Foundational UC services exist in almost every industry. Often referenced as "cross-industry," these are communications functions either shared by most employees or specific to non-employee communications capabilities such as those associated with facilities, devices, alarms, and so on.

 

The major categories are:

  • Technologies shared by all or most employee-based Usage Profiles, such as:
  •        - Online meeting software for voice, video, and document/application sharing
           - Meeting room audio, video, and sharing devices, usually connecting to online meetings
           - Shared phones and computers in break rooms or on communal desks for shift-based workers or non-office workers in the Field, Retail, and Production Usage Profiles
  • Common-area communications devices, such as phones in lobbies, hallways, breakrooms, parking lots, and elevators as well as kiosks in public areas or receptionist areas
  • Work-from-home communications capabilities
  • Communication network connections for various types of devices, such as paging systems, fax machines, alarms or monitors, and interfaces to special-purpose systems such as radios

These communication technologies are important, or even crucial, to an organization's operations and safety as well as for compliance with regulations in some industries or geographies. Here are highlights of these categories.

Online Meeting Software
All vertical industries depend on online meeting software for department meetings, training programs, and general management communications. Some industries require online meeting software for additional purposes, such as for shared work in collaborative teams or for remote customer interactions and presentations in the sales and service functions. However, the online meeting capability those particular profiles need is increasingly a built-in feature of the application software already used as the primary working tool in each of those functions.
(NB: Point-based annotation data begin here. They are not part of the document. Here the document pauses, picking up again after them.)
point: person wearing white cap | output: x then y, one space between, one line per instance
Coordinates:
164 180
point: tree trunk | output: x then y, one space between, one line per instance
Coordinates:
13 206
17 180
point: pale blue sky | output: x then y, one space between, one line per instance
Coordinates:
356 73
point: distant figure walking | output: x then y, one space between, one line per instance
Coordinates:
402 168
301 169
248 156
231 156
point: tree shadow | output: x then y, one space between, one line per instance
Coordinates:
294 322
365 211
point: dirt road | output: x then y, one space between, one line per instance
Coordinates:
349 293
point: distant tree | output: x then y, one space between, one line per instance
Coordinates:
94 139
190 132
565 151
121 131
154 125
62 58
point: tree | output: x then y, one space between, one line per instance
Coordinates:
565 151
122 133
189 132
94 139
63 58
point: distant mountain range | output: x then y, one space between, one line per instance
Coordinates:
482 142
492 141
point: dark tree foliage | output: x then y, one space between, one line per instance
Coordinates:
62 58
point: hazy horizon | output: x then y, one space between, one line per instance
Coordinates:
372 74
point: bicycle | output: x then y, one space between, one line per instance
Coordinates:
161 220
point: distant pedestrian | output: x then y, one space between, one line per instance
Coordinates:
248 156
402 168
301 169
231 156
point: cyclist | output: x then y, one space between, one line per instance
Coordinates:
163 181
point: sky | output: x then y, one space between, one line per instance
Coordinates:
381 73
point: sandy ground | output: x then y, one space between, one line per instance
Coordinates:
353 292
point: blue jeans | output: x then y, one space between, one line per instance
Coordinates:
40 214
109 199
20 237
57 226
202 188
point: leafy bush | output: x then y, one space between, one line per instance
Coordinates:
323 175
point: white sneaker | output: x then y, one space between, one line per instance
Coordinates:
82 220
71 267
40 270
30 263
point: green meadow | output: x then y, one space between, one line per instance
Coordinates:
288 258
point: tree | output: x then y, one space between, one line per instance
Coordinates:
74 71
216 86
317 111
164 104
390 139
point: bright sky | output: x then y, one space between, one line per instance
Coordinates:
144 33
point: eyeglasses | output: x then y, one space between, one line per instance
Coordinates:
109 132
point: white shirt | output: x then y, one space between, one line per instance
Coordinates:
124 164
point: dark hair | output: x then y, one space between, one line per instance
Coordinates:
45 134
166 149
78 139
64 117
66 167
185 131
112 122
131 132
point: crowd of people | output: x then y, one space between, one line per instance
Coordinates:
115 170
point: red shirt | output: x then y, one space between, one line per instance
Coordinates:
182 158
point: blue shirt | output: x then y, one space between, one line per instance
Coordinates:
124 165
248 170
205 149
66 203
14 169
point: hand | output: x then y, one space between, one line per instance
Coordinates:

Foundational online meeting software provides:

  • Audio, video, and/or screen sharing via a computer application, browser, tablet, and smartphone. Of course, performance may vary based on the quality of the wired or wireless connection to the device. Some online meeting software will adjust the transmission rate to accommodate the available bandwidth, which may be important depending on the expected usage situations for this foundational service.
  •        - Audio participation in online meetings via an on-premises PBX and via a public switched telephone network (PSTN) that includes both landlines and cellular voice connections
           - The need for all-audio meeting options, which require a rich set of push-button controls for the host and the participants, is declining
  • The ability for meeting room devices to join the online meeting for meetings that include two or more rooms or that may include a blend of meeting room, user device, and phone participation
  • A variety of typical controls such as password access, user authentication, mute-all or individual mute by the meeting host, session recording, and statistical reports

Increasingly, online meetings are provided as cloud-based services, though some organizations continue to operate their conferencing systems on premises. The latter case is usually due to a cost analysis related to bandwidth, which is driven by the meeting types (see below) and the geographic distribution patterns of meeting participants (a scenario with mostly on-premises users favors an on-premises meeting service, while an environment with mostly off-premises users favors a cloud-based meeting service).